Hot Document

The Emperors’ Club’s Front Company

Among the federal crimes Eliot Spitzer may have committed is a financial sleight of hand called “structuring.” Spitzer made incremental cash payments to Emperors’ Club VIP, bypassing an available PayPal option (“using Visa or MasterCard”; see Page 2). Consequently, the erstwhile New York governor may never have clapped eyes on the Web site for QAT Consulting, the shell company where all Emperors’ Club remittances ended up. Had Spitzer clicked through to QAT (below and on the following three pages), he surely would have noticed that the company specialized “in all legal ways in arranging suitable and lawful USA offshore structuring.” Given his crusading record as New York’s attorney general, Spitzer now may be even more dismayedto be linked publicly with a financial shell game than he is to be associated publicly with prostitution.
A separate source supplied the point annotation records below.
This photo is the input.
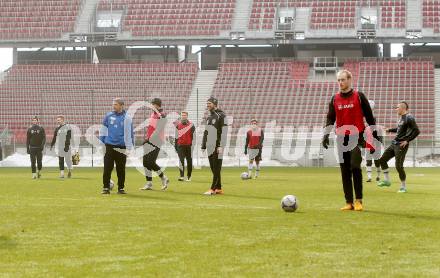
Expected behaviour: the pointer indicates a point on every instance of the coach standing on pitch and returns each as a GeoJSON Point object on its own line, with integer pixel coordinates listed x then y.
{"type": "Point", "coordinates": [184, 144]}
{"type": "Point", "coordinates": [118, 138]}
{"type": "Point", "coordinates": [62, 137]}
{"type": "Point", "coordinates": [214, 141]}
{"type": "Point", "coordinates": [35, 141]}
{"type": "Point", "coordinates": [348, 107]}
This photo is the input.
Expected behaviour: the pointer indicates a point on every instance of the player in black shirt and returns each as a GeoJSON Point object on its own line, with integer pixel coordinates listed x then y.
{"type": "Point", "coordinates": [407, 131]}
{"type": "Point", "coordinates": [214, 141]}
{"type": "Point", "coordinates": [35, 141]}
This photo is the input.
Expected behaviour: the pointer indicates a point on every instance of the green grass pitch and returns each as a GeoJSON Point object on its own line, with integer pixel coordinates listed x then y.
{"type": "Point", "coordinates": [66, 228]}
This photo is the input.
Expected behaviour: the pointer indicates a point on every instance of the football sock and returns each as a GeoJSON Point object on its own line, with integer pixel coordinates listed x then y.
{"type": "Point", "coordinates": [250, 167]}
{"type": "Point", "coordinates": [369, 172]}
{"type": "Point", "coordinates": [386, 175]}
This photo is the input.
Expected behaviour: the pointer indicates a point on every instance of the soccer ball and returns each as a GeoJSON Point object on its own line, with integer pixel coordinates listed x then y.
{"type": "Point", "coordinates": [244, 176]}
{"type": "Point", "coordinates": [289, 203]}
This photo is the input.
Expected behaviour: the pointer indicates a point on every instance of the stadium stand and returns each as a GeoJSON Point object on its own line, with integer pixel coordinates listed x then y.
{"type": "Point", "coordinates": [329, 14]}
{"type": "Point", "coordinates": [431, 15]}
{"type": "Point", "coordinates": [83, 92]}
{"type": "Point", "coordinates": [248, 90]}
{"type": "Point", "coordinates": [388, 82]}
{"type": "Point", "coordinates": [43, 19]}
{"type": "Point", "coordinates": [174, 18]}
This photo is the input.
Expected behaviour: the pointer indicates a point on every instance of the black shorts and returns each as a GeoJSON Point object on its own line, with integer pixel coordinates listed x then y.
{"type": "Point", "coordinates": [255, 154]}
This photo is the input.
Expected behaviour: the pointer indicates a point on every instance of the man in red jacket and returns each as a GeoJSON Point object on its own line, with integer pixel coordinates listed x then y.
{"type": "Point", "coordinates": [254, 146]}
{"type": "Point", "coordinates": [154, 140]}
{"type": "Point", "coordinates": [184, 144]}
{"type": "Point", "coordinates": [347, 109]}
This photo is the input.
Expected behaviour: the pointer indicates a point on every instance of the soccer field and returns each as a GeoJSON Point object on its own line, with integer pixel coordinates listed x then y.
{"type": "Point", "coordinates": [66, 228]}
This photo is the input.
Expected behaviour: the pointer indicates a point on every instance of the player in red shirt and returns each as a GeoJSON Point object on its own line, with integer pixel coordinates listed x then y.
{"type": "Point", "coordinates": [347, 109]}
{"type": "Point", "coordinates": [155, 138]}
{"type": "Point", "coordinates": [254, 146]}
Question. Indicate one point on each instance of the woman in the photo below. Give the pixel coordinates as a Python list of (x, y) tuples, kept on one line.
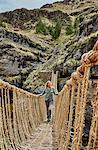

As “Client-9,” Spitzer paid $4,300 for his Valentine’s Eve tryst. Had he instead availed himself of QAT’s “marketing,” “design,” and “financial services,” he would have saved himself some money and might have experienced equal satisfaction. For example, had he procured “strategic planning” or “graphic design” (Page 3), he might have paid only “$600-$3000 depending on complicity [sic] of the project.”  If the former prosecutor had opted for “office design” assistance (Page 4), he’d have been able “to get exactly who you want” for the bargain price of only “$800-$1600.” No doubt some clients needed their strategies planned or their offices designed two or three times a week.